Byun Baekhyun. Lahir di Bucheon tanggal 6 Mei 1992. Berzodiak Taurus. Penyuka segala hal yang berhubungan dengan musik dan punya hobi bernyanyi. Itulah beberapa info singkat yang kudapat dari sosok yang mungil bernama Baekhyun ini.
"Sekarang giliranmu memperkenalkan dirimu." Ucapnya sambil melipat kedua tangannya di atas meja. Jari lentiknya mengetuk permukaan meja. Aku berdehem sebentar sebelum aku memulai sesi perkenalanku yang terkesan aneh ini.
"Park Chanyeol. Lahir di Seoul, 27 November 1992. Zodiak Sagitarius. Aku menyukai segala yang berhubungan dengan musik dan hobiku membuat lagu saat sedang senggang." Singkat, padat, dan jelas—menurutku. Baekhyun mengangguk beberapa kali ketika ia mendengar info singkatku.

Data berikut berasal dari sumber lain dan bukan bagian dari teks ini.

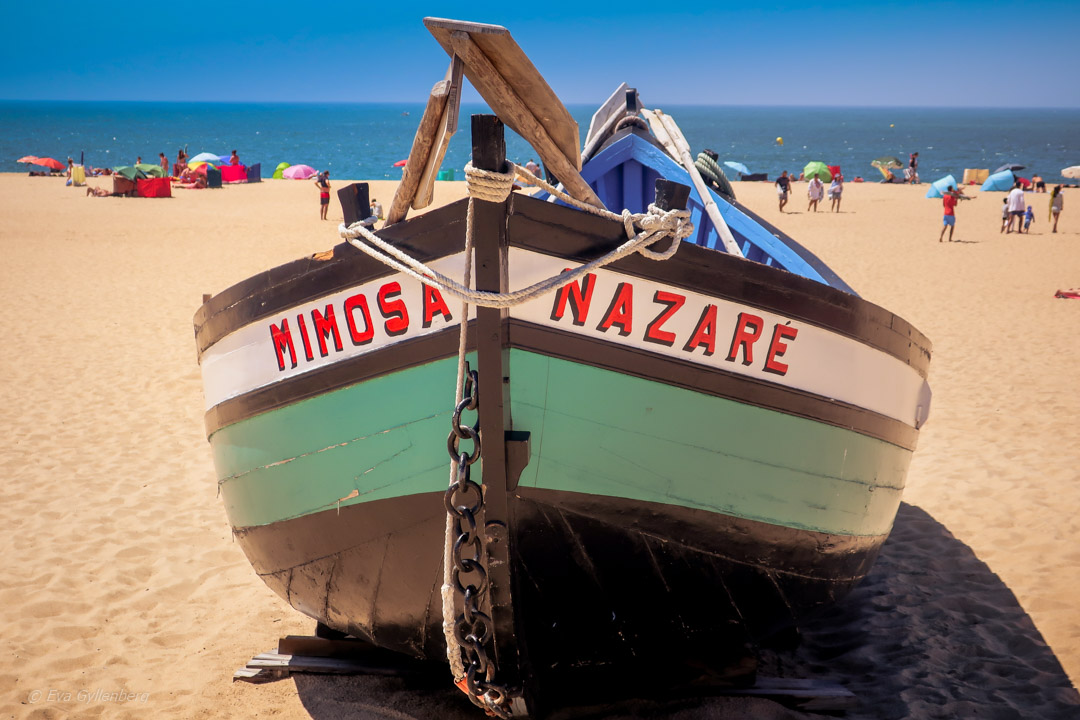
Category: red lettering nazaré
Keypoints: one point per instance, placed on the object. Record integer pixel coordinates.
(655, 331)
(579, 297)
(704, 333)
(747, 330)
(621, 311)
(778, 347)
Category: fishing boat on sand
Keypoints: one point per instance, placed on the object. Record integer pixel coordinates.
(674, 433)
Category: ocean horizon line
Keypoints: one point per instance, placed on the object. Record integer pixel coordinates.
(574, 104)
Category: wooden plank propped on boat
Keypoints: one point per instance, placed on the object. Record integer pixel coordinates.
(604, 120)
(427, 134)
(510, 83)
(671, 137)
(448, 125)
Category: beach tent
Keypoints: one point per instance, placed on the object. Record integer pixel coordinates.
(937, 188)
(298, 173)
(150, 171)
(153, 187)
(819, 168)
(975, 175)
(1000, 181)
(129, 172)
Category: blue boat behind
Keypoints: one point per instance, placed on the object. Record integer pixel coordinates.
(623, 172)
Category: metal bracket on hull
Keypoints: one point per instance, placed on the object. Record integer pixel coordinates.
(518, 449)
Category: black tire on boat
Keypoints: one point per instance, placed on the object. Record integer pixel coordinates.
(327, 633)
(714, 176)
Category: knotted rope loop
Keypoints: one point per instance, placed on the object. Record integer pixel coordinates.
(489, 185)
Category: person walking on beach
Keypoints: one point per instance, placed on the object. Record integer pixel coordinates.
(814, 192)
(835, 190)
(783, 187)
(323, 182)
(1056, 203)
(1016, 207)
(948, 201)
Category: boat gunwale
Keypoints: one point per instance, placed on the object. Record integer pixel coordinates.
(576, 236)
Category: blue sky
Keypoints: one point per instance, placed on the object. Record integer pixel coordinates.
(868, 53)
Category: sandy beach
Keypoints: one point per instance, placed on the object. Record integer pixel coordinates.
(123, 594)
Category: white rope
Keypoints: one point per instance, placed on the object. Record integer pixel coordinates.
(496, 187)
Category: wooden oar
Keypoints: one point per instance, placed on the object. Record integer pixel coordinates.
(447, 126)
(671, 137)
(422, 143)
(501, 96)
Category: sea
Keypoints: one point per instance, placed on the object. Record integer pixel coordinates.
(364, 140)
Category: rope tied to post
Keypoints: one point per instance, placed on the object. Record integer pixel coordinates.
(643, 229)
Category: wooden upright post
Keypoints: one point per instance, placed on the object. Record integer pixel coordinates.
(490, 247)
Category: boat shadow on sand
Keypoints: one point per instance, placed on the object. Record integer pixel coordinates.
(931, 633)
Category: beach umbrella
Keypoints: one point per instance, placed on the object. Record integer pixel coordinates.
(817, 168)
(739, 167)
(298, 172)
(1000, 181)
(937, 188)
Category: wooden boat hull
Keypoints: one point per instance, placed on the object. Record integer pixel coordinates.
(700, 476)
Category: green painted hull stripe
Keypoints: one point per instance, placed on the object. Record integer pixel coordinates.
(594, 431)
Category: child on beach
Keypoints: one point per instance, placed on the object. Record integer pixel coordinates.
(1056, 203)
(323, 182)
(835, 190)
(814, 192)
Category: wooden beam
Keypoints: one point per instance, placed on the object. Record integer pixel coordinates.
(497, 91)
(493, 343)
(426, 136)
(447, 125)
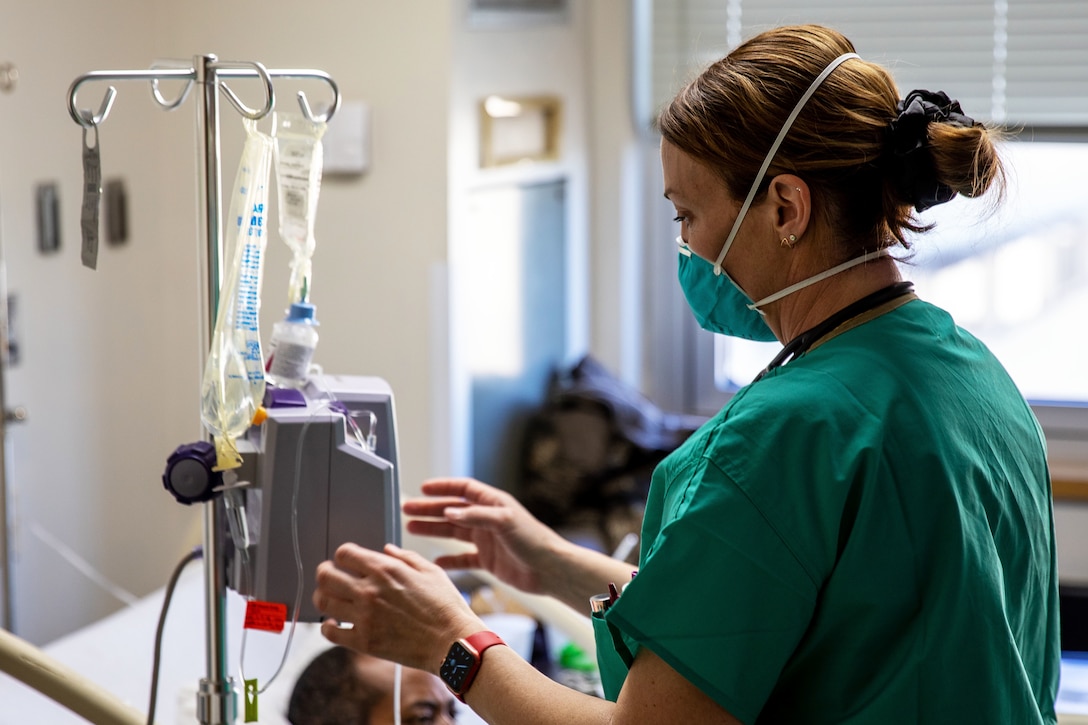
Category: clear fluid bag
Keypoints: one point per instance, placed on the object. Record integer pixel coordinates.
(298, 162)
(233, 385)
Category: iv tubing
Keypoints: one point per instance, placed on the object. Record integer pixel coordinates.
(63, 685)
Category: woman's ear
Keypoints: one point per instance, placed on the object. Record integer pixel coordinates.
(792, 205)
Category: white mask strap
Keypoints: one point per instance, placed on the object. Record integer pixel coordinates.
(774, 149)
(823, 275)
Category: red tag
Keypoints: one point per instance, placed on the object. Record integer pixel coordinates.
(269, 616)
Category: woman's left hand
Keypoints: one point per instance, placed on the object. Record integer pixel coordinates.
(400, 606)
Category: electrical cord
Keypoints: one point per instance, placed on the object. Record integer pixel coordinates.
(193, 555)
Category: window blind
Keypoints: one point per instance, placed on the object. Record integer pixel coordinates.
(1017, 62)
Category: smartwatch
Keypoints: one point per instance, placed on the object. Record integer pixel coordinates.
(462, 661)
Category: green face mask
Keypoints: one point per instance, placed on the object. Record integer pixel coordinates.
(717, 302)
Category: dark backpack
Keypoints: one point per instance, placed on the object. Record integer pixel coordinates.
(590, 450)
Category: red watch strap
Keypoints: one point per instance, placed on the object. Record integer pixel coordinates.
(479, 641)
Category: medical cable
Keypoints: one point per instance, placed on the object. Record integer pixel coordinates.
(803, 342)
(193, 555)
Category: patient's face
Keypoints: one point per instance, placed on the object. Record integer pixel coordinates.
(424, 700)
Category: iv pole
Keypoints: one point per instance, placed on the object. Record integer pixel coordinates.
(215, 699)
(8, 77)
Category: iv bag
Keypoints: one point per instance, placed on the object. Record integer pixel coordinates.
(298, 160)
(233, 384)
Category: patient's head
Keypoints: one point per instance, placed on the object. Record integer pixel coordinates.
(342, 687)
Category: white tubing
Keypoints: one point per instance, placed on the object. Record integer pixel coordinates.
(56, 680)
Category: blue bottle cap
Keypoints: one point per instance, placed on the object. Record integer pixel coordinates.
(301, 312)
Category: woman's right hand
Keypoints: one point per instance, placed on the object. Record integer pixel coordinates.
(509, 541)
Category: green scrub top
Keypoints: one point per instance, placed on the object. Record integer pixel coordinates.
(864, 536)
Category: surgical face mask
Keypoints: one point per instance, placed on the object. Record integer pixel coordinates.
(717, 302)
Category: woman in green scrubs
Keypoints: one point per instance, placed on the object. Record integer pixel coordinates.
(864, 532)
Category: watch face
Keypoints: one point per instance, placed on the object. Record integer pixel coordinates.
(456, 667)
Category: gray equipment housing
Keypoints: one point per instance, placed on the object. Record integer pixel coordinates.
(345, 491)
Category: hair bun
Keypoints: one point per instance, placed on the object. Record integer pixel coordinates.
(912, 166)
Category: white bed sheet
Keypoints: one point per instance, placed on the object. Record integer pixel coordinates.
(116, 653)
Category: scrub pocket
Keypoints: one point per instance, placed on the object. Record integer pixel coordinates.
(614, 658)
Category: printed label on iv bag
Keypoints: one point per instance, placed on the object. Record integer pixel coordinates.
(91, 198)
(268, 616)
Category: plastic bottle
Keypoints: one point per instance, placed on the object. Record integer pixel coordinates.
(294, 340)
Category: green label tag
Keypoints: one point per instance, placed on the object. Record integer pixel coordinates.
(250, 700)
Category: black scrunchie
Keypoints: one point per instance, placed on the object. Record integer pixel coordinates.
(912, 164)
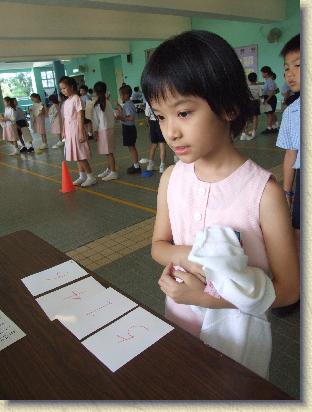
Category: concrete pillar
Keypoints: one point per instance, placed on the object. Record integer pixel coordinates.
(59, 71)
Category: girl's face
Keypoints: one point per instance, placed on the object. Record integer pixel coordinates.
(66, 89)
(292, 70)
(190, 127)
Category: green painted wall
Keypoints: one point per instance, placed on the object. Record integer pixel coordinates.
(132, 71)
(244, 34)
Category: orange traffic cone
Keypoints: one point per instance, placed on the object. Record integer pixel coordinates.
(67, 183)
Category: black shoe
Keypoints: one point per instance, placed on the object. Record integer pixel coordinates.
(267, 131)
(286, 310)
(132, 170)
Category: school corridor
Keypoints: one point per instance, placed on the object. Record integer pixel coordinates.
(107, 228)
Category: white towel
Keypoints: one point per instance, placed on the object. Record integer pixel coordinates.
(243, 334)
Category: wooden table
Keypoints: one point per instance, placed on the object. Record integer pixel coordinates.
(50, 363)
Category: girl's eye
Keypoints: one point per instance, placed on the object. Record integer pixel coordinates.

"Kita lahir di tahun yang sama dan punya kesukaan yang saling berhubungan. Apakah ini yang disebut dengan sebuah kebetulan?" Tanya Baekhyun penasaran. Memang benar, kami lahir di tahun Monyet dan apa yang kami sukai saling berhubungan. Bahkan setelah perbicangan yang cukup panjang ini pun, aku menyadari bahwa kami berdua memiliki sifat yang nyaris serupa—banyak omong, punya sisi humoris dan tidak bisa diam. Hanya saja, Baekhyun lebih cerewet daripada aku. Aku dan Baekhyun hanya bisa terkekeh mendengar betapa miripnya sifat kami.
"Lihat, wajah kita juga terlihat serupa." Aku menatap pantulan diriku dan Baekhyun di kaca jendela di samping kami. Aku memperhatikan sekilas wajahku dan Baekhyun bergantian—memang sedikit terlihat mirip. Bahkan jika wajah kami diputar balik akan berubah seolah-olah wajah Baekhyun adalah diriku dan sebaliknya.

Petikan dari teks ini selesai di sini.